Saturday, December 06, 2008

The other chapbook I've been reading is Gregory Leadbetter's The Body in the Well. This is a 28 page, 25 poem collection available for three pounds.

For the most part, these are striking and unexpected poems. One poem, which I think is a stunner, is 'The Astronaut's Return'. The narrator in the poem is an astronaut who has returned home to his pregnant wife after, one presumes, a considerable amount of time in space, and who is having trouble adjusting to his return as his wife is also. At the end of the poem it says:

"I'm learning to come back. But my eyes,
still wide open, sparkle like topaz when I sleep"

These last couple of lines make the hairs stand up on the back of my neck, in fact I think I may end up dreaming of astronauts with sparkling jewel-stars for eyes!

'Who Put Bella in the Wich Elm' is another unsettling poem:

"she was found in the yew, folded up
like a foetus put back in the womb,
her knickers soaked with the last
of her voice, a clot in her mouth."

These are strange stories yet they resonate somehow.
Leadbetter also writes tender poetry with attention to beautiful language and imagery. In the birth poem, 'Naming Day', the child is addressed by the narrator - "You were born / with the waves before morning, lifted out / on the human tide". And in the second stanza: "The sweet spice of your head carries the warmth / of fledging thoughts".

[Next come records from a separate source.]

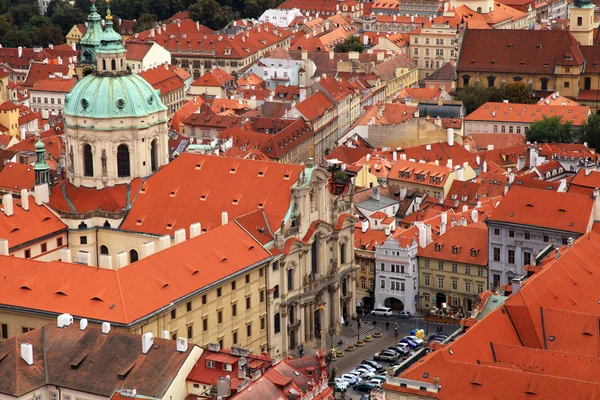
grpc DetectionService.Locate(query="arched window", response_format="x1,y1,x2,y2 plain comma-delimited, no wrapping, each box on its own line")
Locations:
340,243,346,264
117,144,131,178
273,313,281,333
287,268,294,290
83,144,94,176
150,139,158,172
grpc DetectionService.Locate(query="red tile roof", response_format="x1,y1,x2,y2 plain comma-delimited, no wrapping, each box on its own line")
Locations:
418,224,488,266
489,182,594,234
465,102,590,126
0,197,67,248
0,223,270,324
121,153,303,235
0,162,35,191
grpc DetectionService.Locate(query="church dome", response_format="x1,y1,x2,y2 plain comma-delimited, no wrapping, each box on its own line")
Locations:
64,73,167,118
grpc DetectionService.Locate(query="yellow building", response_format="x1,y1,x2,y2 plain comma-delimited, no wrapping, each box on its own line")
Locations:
0,223,271,353
417,223,488,313
0,101,19,137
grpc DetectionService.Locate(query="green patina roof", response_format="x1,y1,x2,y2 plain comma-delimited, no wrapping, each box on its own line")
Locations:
64,73,167,118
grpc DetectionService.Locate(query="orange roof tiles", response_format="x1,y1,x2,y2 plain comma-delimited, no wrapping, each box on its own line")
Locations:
465,102,590,126
489,186,594,234
0,162,35,191
419,224,488,266
0,197,67,248
0,223,270,325
121,153,303,235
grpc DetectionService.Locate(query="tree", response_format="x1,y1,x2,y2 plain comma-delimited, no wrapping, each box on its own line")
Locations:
50,1,86,35
526,115,573,143
333,36,365,53
579,114,600,149
133,13,156,32
502,82,533,104
456,86,502,114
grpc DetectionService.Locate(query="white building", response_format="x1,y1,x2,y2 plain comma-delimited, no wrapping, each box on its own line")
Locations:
29,77,77,118
375,236,419,314
125,42,171,73
258,8,302,28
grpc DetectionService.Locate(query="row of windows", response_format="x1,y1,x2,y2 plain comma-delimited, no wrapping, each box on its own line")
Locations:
420,275,484,294
25,237,63,258
425,259,485,276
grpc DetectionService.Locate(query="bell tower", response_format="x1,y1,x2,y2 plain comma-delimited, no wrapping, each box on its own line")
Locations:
569,0,594,46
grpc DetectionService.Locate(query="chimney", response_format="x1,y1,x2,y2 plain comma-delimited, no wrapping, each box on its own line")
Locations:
98,254,112,269
142,242,154,258
418,223,427,249
56,314,73,328
0,239,9,256
471,209,479,223
158,235,171,251
19,344,33,365
177,338,187,353
440,211,448,236
175,228,185,244
142,332,154,354
2,193,14,217
21,189,29,211
446,128,454,147
115,251,128,269
190,222,202,239
60,247,73,263
221,211,229,225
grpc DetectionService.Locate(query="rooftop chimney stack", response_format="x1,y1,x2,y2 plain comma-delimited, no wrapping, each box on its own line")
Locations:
221,211,229,225
2,193,14,217
21,189,29,211
142,332,154,354
21,343,33,365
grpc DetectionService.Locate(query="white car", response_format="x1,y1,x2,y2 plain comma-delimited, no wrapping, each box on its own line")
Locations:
405,336,423,345
335,374,361,385
350,367,375,378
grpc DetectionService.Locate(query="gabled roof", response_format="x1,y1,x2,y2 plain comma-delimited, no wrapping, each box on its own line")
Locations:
121,153,303,235
0,223,270,324
489,186,594,234
0,322,193,398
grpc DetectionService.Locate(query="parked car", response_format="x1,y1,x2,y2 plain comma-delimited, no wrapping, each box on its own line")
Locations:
388,346,410,356
400,338,419,349
333,378,350,392
350,367,375,380
354,382,377,392
361,360,385,371
405,335,423,345
355,364,377,373
371,307,392,317
336,374,360,385
373,350,398,361
395,311,412,319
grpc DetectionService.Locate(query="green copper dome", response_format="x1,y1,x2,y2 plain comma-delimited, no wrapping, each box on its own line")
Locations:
64,73,167,118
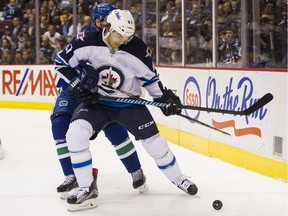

But it's the unsettling stuff I like best. 'Night Owl' begins with - "Then one night I didn't come to bed". I'm not quite sure what the poem is about, it seems to be about an insomaniac but also the metamorphoses of the narrator into an owl which, of course, could be a metaphor for becoming an 'other' in the night, reaching out into the dark and being irrevocably changed by the experience; it's a theme similarly found in 'The Astronaut's Return'. From 'Night Owl' -

"Branches grown through constellations lift me
free of the dreaming streets, nearer
to the creature they hold".

These are poems that ask for several readings and have perhaps many interpretations but their reach is beyond the comprehending mind to somewhere far deeper.

4 comments:

Dave King said...

Strange words, indeed. Scary, almost. Thanks for bringing them to my attention. I think I must have that book.

Marion McCready said...

You can't really lose with a chapbook, for that price even if you didn't like the poems you're hardly out of pocket. But I certainly recommend it and I think you would thoroughly enjoy it, Dave.

Frances said...

Even the titles seem unusual and darkly magic. This poetry business. A bit hard.

Marion McCready said...

they are aren't they! I'll have to come up with some suitably dark title for my forthcoming (I wish!!) collection, lol!